To: Bread Upon The Water who wrote (1633)9/11/2011 4:06:24 PM
From: Nadine Carroll8 Recommendations  Read Replies (2) | Respond to of 85487
 
I second what Brumar said. Climategate confirmed the charges of the skeptics that the science itself has been politicized and corrupted by a cabal of AGW alarmists. The reason? One they themselves touted in the 1990s: we can't wait until we have proof, the stakes are too high, they said. So they turned their thesis into orthodoxy. Climate science became climate religion. So we can't leave it to the scientists until we break the cabal. Only then can the scientists make their arguments.

The charges again Hansen, Trenberth, and Mann are backed by evidence marshaled by scientists like Roy Spencer and Richard Lindzen. In return, they get ad hominems about being paid for by Exxon, as if the money flows weren't hugely on the other side. The hounding of critics, the yells about "the science is settled" and "consensus" should give you a hint that they AGW alarmists do not actually have solid evidence on their side. If they had, they would produce the evidence.

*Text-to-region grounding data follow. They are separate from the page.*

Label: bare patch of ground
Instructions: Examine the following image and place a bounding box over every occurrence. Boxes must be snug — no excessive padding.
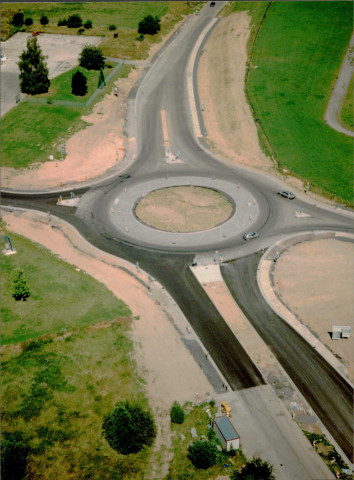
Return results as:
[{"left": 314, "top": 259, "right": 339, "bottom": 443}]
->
[
  {"left": 273, "top": 238, "right": 354, "bottom": 383},
  {"left": 197, "top": 12, "right": 273, "bottom": 172},
  {"left": 135, "top": 186, "right": 233, "bottom": 232}
]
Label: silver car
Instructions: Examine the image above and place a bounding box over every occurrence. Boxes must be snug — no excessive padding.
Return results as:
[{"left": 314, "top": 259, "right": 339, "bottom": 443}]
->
[
  {"left": 277, "top": 190, "right": 296, "bottom": 199},
  {"left": 243, "top": 231, "right": 259, "bottom": 241}
]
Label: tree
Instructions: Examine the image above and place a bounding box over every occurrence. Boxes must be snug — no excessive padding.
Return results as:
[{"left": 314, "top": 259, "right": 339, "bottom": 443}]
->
[
  {"left": 67, "top": 14, "right": 83, "bottom": 28},
  {"left": 231, "top": 457, "right": 276, "bottom": 480},
  {"left": 18, "top": 37, "right": 50, "bottom": 94},
  {"left": 71, "top": 70, "right": 87, "bottom": 96},
  {"left": 24, "top": 17, "right": 33, "bottom": 26},
  {"left": 138, "top": 15, "right": 161, "bottom": 35},
  {"left": 188, "top": 441, "right": 218, "bottom": 469},
  {"left": 40, "top": 15, "right": 49, "bottom": 26},
  {"left": 12, "top": 12, "right": 24, "bottom": 27},
  {"left": 13, "top": 271, "right": 31, "bottom": 301},
  {"left": 170, "top": 402, "right": 185, "bottom": 424},
  {"left": 79, "top": 45, "right": 105, "bottom": 70},
  {"left": 102, "top": 401, "right": 156, "bottom": 454},
  {"left": 1, "top": 432, "right": 29, "bottom": 480},
  {"left": 84, "top": 20, "right": 92, "bottom": 29}
]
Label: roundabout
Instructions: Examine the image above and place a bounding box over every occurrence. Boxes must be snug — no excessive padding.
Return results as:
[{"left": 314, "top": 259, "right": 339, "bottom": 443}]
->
[{"left": 106, "top": 175, "right": 260, "bottom": 250}]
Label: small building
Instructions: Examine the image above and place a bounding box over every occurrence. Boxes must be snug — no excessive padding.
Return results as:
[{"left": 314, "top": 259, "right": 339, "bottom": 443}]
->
[{"left": 212, "top": 415, "right": 240, "bottom": 451}]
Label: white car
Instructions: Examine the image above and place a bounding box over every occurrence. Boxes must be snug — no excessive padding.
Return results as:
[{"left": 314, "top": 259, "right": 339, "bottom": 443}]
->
[{"left": 277, "top": 190, "right": 296, "bottom": 200}]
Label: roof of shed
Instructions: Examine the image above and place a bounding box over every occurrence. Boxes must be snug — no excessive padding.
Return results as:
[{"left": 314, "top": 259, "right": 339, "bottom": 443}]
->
[{"left": 213, "top": 416, "right": 239, "bottom": 440}]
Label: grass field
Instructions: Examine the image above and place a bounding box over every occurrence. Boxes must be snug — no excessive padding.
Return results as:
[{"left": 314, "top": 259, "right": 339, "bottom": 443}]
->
[
  {"left": 1, "top": 2, "right": 203, "bottom": 59},
  {"left": 0, "top": 227, "right": 153, "bottom": 478},
  {"left": 1, "top": 63, "right": 133, "bottom": 169},
  {"left": 231, "top": 2, "right": 353, "bottom": 205},
  {"left": 1, "top": 327, "right": 149, "bottom": 480},
  {"left": 166, "top": 403, "right": 246, "bottom": 479},
  {"left": 340, "top": 74, "right": 353, "bottom": 131},
  {"left": 31, "top": 61, "right": 116, "bottom": 104},
  {"left": 1, "top": 230, "right": 131, "bottom": 345}
]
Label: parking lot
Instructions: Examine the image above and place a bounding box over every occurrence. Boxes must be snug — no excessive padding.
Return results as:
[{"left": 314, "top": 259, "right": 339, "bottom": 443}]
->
[{"left": 1, "top": 32, "right": 102, "bottom": 116}]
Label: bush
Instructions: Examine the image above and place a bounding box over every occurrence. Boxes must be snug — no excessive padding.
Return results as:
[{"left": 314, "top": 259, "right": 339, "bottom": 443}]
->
[
  {"left": 138, "top": 15, "right": 161, "bottom": 35},
  {"left": 79, "top": 45, "right": 105, "bottom": 70},
  {"left": 108, "top": 24, "right": 117, "bottom": 31},
  {"left": 1, "top": 432, "right": 29, "bottom": 480},
  {"left": 67, "top": 14, "right": 82, "bottom": 28},
  {"left": 40, "top": 15, "right": 49, "bottom": 26},
  {"left": 170, "top": 402, "right": 185, "bottom": 424},
  {"left": 12, "top": 12, "right": 24, "bottom": 27},
  {"left": 72, "top": 70, "right": 88, "bottom": 96},
  {"left": 58, "top": 18, "right": 67, "bottom": 26},
  {"left": 102, "top": 401, "right": 156, "bottom": 455},
  {"left": 78, "top": 28, "right": 85, "bottom": 35},
  {"left": 13, "top": 271, "right": 30, "bottom": 301},
  {"left": 231, "top": 457, "right": 275, "bottom": 480},
  {"left": 24, "top": 17, "right": 33, "bottom": 26},
  {"left": 137, "top": 33, "right": 144, "bottom": 42},
  {"left": 188, "top": 440, "right": 218, "bottom": 469},
  {"left": 84, "top": 20, "right": 92, "bottom": 29}
]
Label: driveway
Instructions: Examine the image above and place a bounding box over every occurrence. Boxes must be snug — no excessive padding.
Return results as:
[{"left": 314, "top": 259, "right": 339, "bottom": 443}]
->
[{"left": 0, "top": 32, "right": 102, "bottom": 117}]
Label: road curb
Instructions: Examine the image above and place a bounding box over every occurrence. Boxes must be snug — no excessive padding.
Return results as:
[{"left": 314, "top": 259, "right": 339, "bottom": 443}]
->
[{"left": 257, "top": 230, "right": 354, "bottom": 388}]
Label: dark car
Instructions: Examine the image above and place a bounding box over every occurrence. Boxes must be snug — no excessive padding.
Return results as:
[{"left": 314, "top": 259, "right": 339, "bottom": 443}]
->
[
  {"left": 277, "top": 190, "right": 296, "bottom": 200},
  {"left": 210, "top": 1, "right": 215, "bottom": 6},
  {"left": 243, "top": 231, "right": 259, "bottom": 241}
]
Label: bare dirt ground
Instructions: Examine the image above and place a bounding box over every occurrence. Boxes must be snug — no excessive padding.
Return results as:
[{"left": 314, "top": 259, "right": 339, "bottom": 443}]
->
[
  {"left": 273, "top": 238, "right": 354, "bottom": 383},
  {"left": 197, "top": 12, "right": 273, "bottom": 172},
  {"left": 135, "top": 186, "right": 233, "bottom": 232}
]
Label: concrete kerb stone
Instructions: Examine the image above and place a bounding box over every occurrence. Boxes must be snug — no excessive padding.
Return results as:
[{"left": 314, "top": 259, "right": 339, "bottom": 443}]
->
[{"left": 257, "top": 230, "right": 354, "bottom": 387}]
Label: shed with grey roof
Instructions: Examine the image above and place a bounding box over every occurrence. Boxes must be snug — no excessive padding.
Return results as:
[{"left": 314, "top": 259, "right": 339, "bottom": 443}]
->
[{"left": 212, "top": 416, "right": 240, "bottom": 451}]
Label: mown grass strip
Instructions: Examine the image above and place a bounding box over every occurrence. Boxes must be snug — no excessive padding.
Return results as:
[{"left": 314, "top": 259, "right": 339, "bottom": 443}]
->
[
  {"left": 340, "top": 73, "right": 353, "bottom": 131},
  {"left": 245, "top": 2, "right": 353, "bottom": 205},
  {"left": 1, "top": 230, "right": 131, "bottom": 345}
]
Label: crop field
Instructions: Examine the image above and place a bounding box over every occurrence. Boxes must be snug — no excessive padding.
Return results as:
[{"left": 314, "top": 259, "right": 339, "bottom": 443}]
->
[
  {"left": 0, "top": 228, "right": 154, "bottom": 478},
  {"left": 237, "top": 2, "right": 353, "bottom": 205},
  {"left": 1, "top": 230, "right": 131, "bottom": 345}
]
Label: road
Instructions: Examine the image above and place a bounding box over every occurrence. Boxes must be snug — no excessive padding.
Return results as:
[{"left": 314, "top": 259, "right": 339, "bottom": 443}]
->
[{"left": 1, "top": 0, "right": 353, "bottom": 469}]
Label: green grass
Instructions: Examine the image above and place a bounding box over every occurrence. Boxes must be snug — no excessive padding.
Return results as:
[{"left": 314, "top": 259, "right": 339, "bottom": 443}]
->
[
  {"left": 1, "top": 2, "right": 204, "bottom": 59},
  {"left": 1, "top": 103, "right": 87, "bottom": 169},
  {"left": 340, "top": 73, "right": 354, "bottom": 131},
  {"left": 1, "top": 326, "right": 149, "bottom": 480},
  {"left": 1, "top": 231, "right": 131, "bottom": 345},
  {"left": 166, "top": 403, "right": 246, "bottom": 479},
  {"left": 31, "top": 62, "right": 116, "bottom": 104},
  {"left": 244, "top": 2, "right": 353, "bottom": 205},
  {"left": 1, "top": 63, "right": 133, "bottom": 169}
]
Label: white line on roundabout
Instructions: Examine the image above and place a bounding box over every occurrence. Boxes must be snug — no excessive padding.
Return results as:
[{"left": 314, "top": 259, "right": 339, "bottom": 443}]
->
[{"left": 107, "top": 175, "right": 259, "bottom": 250}]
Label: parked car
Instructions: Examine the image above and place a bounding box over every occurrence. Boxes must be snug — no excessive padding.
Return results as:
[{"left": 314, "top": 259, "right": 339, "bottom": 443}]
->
[
  {"left": 32, "top": 31, "right": 40, "bottom": 36},
  {"left": 277, "top": 190, "right": 296, "bottom": 199},
  {"left": 210, "top": 1, "right": 215, "bottom": 6},
  {"left": 243, "top": 231, "right": 259, "bottom": 241}
]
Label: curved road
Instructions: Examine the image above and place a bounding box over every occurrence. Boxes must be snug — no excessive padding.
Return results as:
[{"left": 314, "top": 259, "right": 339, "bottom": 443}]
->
[{"left": 2, "top": 2, "right": 353, "bottom": 465}]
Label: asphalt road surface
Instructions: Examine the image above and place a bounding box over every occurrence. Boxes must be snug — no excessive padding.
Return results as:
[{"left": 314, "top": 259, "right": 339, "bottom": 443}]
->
[
  {"left": 2, "top": 0, "right": 354, "bottom": 467},
  {"left": 221, "top": 253, "right": 353, "bottom": 462}
]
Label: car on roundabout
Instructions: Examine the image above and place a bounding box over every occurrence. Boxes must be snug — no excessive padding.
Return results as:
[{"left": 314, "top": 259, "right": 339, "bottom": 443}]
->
[
  {"left": 243, "top": 231, "right": 259, "bottom": 241},
  {"left": 277, "top": 190, "right": 296, "bottom": 199}
]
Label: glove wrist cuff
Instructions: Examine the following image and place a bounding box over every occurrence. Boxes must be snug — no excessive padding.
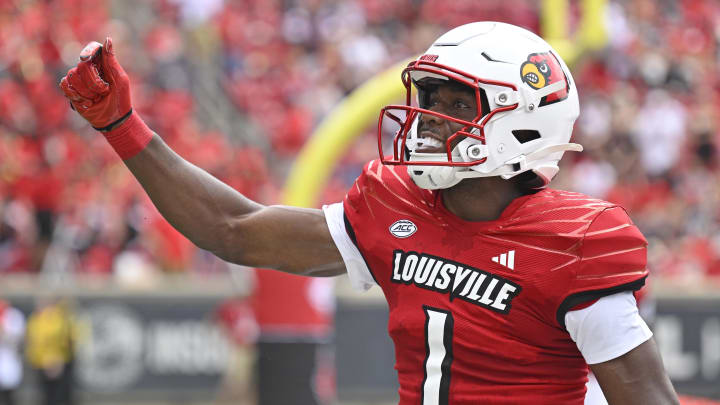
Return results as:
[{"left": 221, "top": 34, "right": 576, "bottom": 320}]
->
[
  {"left": 93, "top": 109, "right": 133, "bottom": 132},
  {"left": 103, "top": 112, "right": 154, "bottom": 160}
]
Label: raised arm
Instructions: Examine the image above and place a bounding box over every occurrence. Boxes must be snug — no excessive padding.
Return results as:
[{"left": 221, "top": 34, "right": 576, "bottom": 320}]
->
[
  {"left": 59, "top": 38, "right": 345, "bottom": 276},
  {"left": 590, "top": 337, "right": 679, "bottom": 405}
]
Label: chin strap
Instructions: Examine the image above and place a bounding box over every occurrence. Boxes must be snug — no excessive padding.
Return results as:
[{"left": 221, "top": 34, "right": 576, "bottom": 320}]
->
[
  {"left": 406, "top": 151, "right": 464, "bottom": 190},
  {"left": 407, "top": 141, "right": 583, "bottom": 189}
]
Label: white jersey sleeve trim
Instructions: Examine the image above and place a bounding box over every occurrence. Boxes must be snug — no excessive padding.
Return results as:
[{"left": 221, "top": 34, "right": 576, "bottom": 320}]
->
[
  {"left": 322, "top": 202, "right": 376, "bottom": 291},
  {"left": 565, "top": 291, "right": 653, "bottom": 365}
]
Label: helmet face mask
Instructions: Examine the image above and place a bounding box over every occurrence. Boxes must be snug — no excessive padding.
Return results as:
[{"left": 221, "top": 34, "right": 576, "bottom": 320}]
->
[
  {"left": 377, "top": 22, "right": 583, "bottom": 190},
  {"left": 412, "top": 78, "right": 489, "bottom": 153}
]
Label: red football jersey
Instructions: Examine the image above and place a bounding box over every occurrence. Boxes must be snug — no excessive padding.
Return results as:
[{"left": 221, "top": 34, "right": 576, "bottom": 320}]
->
[{"left": 342, "top": 160, "right": 648, "bottom": 405}]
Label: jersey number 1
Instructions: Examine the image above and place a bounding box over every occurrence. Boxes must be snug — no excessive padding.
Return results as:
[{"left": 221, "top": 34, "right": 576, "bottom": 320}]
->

I don't know where George W. Bush comes into this. The whole argument predates Bush. And Hansen still has his government job, doesn't he? So how is it Bush's fault? Because he agreed with the entire US Senate that Kyoto was a lousy idea?



To: Bread Upon The Water who wrote (1633)9/11/2011 5:01:46 PM
From: Jorj X Mckie5 Recommendations  Read Replies (1) | Respond to of 85487
 
Now both of you have chosen to promote the right's point of view on the matter. Why, only you both know, but it's not because you intrinsically understand the science itself--although you apparently understand the lay arguments about the politics of it and the case of the AGW.

One thing that I think is very important to understand is that we don't have to intrinsically understand the science itself to be able to find flaws in the scientific case.

Here are a couple of points that are meaningful

1. The case for global warming is based on 150 years of data. A meaningless timeframe geologically speaking.
2. The 150 years of data begins at the low point of a cycle (the little ice age) where one would expect to see warming in subsequent years.
3. We are currently in what is known as an inter-glacial period. We are locked in a glacial/interglacial cycle due in large part to the continental configuration. A large land mass floating over either pole along with continents stretching virtually from pole to pole and blocking ocean currents ensures this. We are currently at the tail and of the interglacial period where you would expect to see warmer temperatures along with lowered ice coverage.

When we see the global warming case being made because we had the hottest year in 75 years, what that means is that 75 years ago it was as hot or hotter. And that those temperatures were there when there was less atmospheric CO2 than there is now. This negates the AGW argument. And I don't need to look at the climate models while intrinsically understanding every component. I can see the contradictions right there on the surface. And the climategate emails just confirm what is already out there in the open.

And the fact that the models can't come close to predicting anything about the climate, it says that the climatologists haven't figured everything out and therefore the science most certainly cannot be settled.